Topics of Conversations for Business Meetings
Even if you don’t have a specific reason for a meeting of your management team or staff, organized business conversations can provide a wealth of opportunities to improve your operations, marketing, products or services or just to brainstorm new ideas to better your company. Creating a list of topics for regular meetings can help you identify potential problems, spot opportunities and create a better team.
Hold Monday morning meetings of your department heads to let your management team know how the company is doing, if anyone is having any problems or if opportunities exist. These meetings don’t have to have a specific outcome and are for information sharing and requests for support. Hold annual employee meetings to let your workers know how the company did during the previous year and what your plans are for the coming year to create a sense of collaboration and improve morale.
Hold regular meetings to solicit ideas from managers, employees, vendors and customers. Review what customers like about your products or services and if they’d like any new features. Ask your staff for suggestions on how to make the company a better place to work or how to improve operations. If one department is having a problem, bring in the other department heads to ask their opinions on possible causes and solutions. Ask how the problem in the one department is affecting the others. In addition to a meeting of other managers, consider having a meeting with low-level staff members in a department who make the product or create the service every day.

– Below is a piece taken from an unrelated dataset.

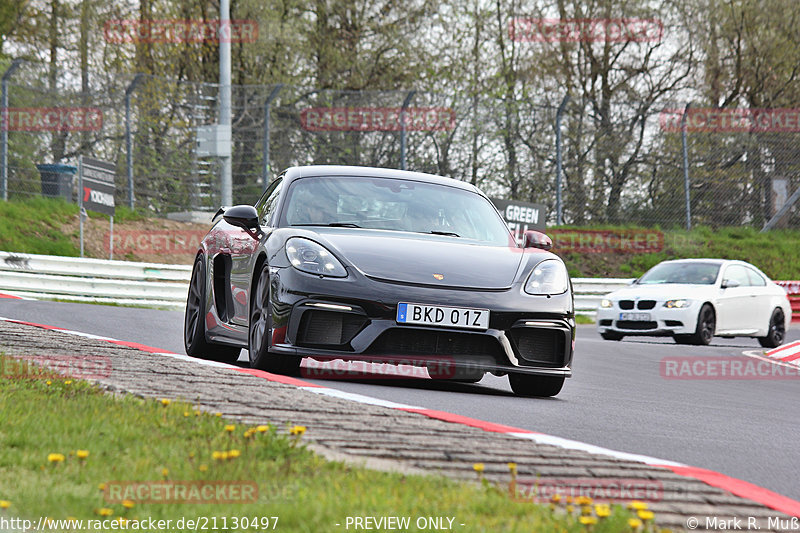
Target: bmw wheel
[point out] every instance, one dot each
(194, 323)
(776, 332)
(259, 336)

Bring together key employees to discuss changes in the marketplace, industry trends, your competition, your customer base, possible legislation or regulatory changes, the national economy and other factors that affect or might soon affect your business. Discuss the state of your internal policies, procedures and operations, even if you are aware of no problems. Examine your budgets, safety procedures, morale and other workplace matters. Use your discussions about external factors to determine if you need to change your internal behaviors.
Don’t wait for the end of the year to discuss and review the performance of your staff. Spotting problem workers or those who are performing beyond expectations early can help you address problems or promote valuable workers in a timely fashion. In addition to reviewing specific employees, look at clusters of workers to determine if the workers in a specific area of your organization need better training or more tools.